CA Versailles, premier président, 30 janvier 2014, n° 13-04281

VERSAILLES

Ordonnance

PARTIES

Demandeur :

Alain Afflelou Franchiseur (SAS)

Défendeur :

Autorité de la concurrence

COMPOSITION DE LA JURIDICTION

Président :

Mme Brylinski

TGI Bobigny, JDL, du 17 juin 2009

17 juin 2009

FAITS ET PROCÉDURE

Le 24 juin 2009, les enquêteurs de l'Autorité de la concurrence, agissant en vertu d'une ordonnance du juge des libertés et de la détention du Tribunal de grande instance de Bobigny en date du 17 juin 2009, ont effectué des opérations de visite et de saisie dans les locaux de la société Alain Afflelou Franchiseur, à Aubervilliers ; cette dernière a présenté un recours sur le déroulement des opérations devant le délégué du premier président de la Cour d'appel de Paris, sur le fondement de l'article L. 450-4 du Code de commerce.

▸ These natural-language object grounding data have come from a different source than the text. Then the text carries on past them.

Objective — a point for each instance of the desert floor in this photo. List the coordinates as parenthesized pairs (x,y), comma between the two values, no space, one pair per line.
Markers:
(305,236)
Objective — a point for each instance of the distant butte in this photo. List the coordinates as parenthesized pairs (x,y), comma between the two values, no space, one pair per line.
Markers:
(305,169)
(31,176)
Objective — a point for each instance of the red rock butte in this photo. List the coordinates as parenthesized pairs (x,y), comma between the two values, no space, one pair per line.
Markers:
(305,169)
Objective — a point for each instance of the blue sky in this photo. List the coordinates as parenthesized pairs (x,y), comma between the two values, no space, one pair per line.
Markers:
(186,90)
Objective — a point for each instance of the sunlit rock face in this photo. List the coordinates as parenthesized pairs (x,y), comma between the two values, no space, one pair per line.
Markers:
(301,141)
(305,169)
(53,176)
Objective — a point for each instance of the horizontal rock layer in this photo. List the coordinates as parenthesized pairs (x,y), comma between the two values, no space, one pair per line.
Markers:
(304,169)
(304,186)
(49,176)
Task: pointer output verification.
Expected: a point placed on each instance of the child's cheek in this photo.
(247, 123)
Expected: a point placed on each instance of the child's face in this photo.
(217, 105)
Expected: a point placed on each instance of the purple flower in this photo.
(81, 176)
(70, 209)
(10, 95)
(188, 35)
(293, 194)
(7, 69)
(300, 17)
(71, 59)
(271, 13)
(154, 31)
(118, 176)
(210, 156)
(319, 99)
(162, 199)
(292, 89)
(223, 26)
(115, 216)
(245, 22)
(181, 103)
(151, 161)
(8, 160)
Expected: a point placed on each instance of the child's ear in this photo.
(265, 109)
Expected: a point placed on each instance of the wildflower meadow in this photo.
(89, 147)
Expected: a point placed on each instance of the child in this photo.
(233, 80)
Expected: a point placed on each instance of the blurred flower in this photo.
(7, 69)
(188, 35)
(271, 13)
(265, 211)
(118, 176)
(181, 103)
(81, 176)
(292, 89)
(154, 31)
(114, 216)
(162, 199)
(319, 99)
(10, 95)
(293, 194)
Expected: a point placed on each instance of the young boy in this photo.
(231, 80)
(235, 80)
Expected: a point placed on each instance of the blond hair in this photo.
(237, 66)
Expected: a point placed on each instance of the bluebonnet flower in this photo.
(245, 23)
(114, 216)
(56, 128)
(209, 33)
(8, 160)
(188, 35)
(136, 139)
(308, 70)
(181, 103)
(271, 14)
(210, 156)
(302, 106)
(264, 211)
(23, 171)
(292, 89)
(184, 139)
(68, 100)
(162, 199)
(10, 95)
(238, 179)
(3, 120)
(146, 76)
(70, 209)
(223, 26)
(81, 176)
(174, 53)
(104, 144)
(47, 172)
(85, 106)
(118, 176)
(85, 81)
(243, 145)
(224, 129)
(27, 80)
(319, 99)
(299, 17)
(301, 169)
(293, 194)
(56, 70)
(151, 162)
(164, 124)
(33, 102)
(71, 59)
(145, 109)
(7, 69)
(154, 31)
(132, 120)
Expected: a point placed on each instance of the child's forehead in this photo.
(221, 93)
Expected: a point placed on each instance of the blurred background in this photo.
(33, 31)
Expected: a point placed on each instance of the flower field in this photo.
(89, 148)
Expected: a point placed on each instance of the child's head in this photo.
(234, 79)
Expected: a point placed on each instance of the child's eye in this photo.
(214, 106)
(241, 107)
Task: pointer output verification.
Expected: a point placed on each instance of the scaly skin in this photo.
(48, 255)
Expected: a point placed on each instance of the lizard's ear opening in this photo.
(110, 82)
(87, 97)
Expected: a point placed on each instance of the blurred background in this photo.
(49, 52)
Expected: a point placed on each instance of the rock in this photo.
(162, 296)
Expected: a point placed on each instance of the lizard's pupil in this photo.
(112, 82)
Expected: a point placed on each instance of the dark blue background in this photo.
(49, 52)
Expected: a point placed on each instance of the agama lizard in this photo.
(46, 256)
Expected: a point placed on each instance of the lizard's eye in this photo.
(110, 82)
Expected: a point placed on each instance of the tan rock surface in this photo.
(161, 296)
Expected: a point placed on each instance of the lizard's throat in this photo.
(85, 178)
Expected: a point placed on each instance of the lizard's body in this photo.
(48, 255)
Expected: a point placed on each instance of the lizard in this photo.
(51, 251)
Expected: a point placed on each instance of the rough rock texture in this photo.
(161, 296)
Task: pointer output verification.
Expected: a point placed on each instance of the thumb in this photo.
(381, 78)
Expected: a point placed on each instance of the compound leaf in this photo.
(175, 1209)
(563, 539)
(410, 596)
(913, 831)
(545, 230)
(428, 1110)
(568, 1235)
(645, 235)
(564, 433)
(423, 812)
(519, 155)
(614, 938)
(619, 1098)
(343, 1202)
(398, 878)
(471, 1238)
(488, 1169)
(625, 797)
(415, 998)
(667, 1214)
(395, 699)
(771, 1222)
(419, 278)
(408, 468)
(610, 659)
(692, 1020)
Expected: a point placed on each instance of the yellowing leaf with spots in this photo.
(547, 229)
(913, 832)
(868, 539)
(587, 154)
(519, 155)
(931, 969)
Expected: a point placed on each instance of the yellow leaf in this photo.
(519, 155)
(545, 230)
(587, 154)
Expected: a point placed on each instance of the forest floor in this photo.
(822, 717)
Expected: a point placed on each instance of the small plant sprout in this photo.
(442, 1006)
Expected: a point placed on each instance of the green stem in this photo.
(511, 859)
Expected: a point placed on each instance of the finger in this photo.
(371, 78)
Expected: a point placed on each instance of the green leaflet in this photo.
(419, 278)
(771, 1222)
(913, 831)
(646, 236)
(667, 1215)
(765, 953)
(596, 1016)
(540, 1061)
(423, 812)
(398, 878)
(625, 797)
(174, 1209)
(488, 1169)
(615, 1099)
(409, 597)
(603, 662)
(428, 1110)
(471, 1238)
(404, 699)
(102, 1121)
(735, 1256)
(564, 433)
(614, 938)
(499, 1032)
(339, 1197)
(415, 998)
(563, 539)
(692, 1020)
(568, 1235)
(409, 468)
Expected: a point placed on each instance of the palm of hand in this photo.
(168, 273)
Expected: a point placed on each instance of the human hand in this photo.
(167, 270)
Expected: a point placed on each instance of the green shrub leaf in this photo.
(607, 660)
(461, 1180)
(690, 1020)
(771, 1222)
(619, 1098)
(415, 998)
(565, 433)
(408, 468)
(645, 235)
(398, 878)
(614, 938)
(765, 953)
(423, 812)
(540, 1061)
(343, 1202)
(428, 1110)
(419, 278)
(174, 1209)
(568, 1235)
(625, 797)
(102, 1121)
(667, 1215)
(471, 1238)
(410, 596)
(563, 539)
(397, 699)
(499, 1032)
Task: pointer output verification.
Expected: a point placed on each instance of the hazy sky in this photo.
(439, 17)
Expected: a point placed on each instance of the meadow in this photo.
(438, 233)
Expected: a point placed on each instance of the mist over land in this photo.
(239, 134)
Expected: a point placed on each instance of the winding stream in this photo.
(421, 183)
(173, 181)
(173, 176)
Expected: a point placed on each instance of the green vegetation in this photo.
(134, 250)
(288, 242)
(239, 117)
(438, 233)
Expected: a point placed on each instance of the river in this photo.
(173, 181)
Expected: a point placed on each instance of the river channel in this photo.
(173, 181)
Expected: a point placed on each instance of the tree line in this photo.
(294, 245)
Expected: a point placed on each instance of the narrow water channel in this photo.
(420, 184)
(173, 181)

Celui-ci, par ordonnance du 25 octobre 2011, a débouté la société Alain Afflelou Franchiseur de toutes ses demandes de nullité, et constaté l'accord de l'Autorité de la concurrence pour restituer, par destruction, les documents informatiques listés en annexe 8, 9, 10, 11, 12, 13 et 14 des conclusions de la société Alain Afflelou Franchiseur, ainsi que ceux à caractère personnel, des messageries de MM. B et C, issus de la liste produite le 10 juin 2010 et ceux couverts par le secret des correspondances avocat-client ou personnels à l'exception d'un seul, issu de la messagerie de M. A, issus de la liste réceptionnée le 26 juillet 2010 par l'Autorité de la concurrence.

Statuant sur l'un des motifs du recours, tiré de ce que certains documents ou messageries étaient couverts par le secret professionnel, il a considéré que ces saisies ne procèdent pas d'une recherche délibérée par les rapporteurs de correspondances étrangères à leur mission mais constituent seulement le résultat, d'une part, du caractère composite du contenu des fichiers de messagerie qui comportent chacun une multitude de messages et, d'autre part, de la nécessité, où se trouvaient les rapporteurs, après constatation que ces fichiers contenaient bien des éléments entrant dans le champ de l'autorisation judiciaire, d'en effectuer une copie en intégralité ; que l'appelante n'allègue ni que les agents de l'Autorité de la concurrence auraient mis en œuvre des procédés déloyaux pour recueillir, malgré tout, ces correspondances pendant le déroulement des investigations ni qu'ils auraient divulgué à des tiers, pendant les opérations critiquées ou postérieurement à celles-ci, des informations soumises au secret professionnel.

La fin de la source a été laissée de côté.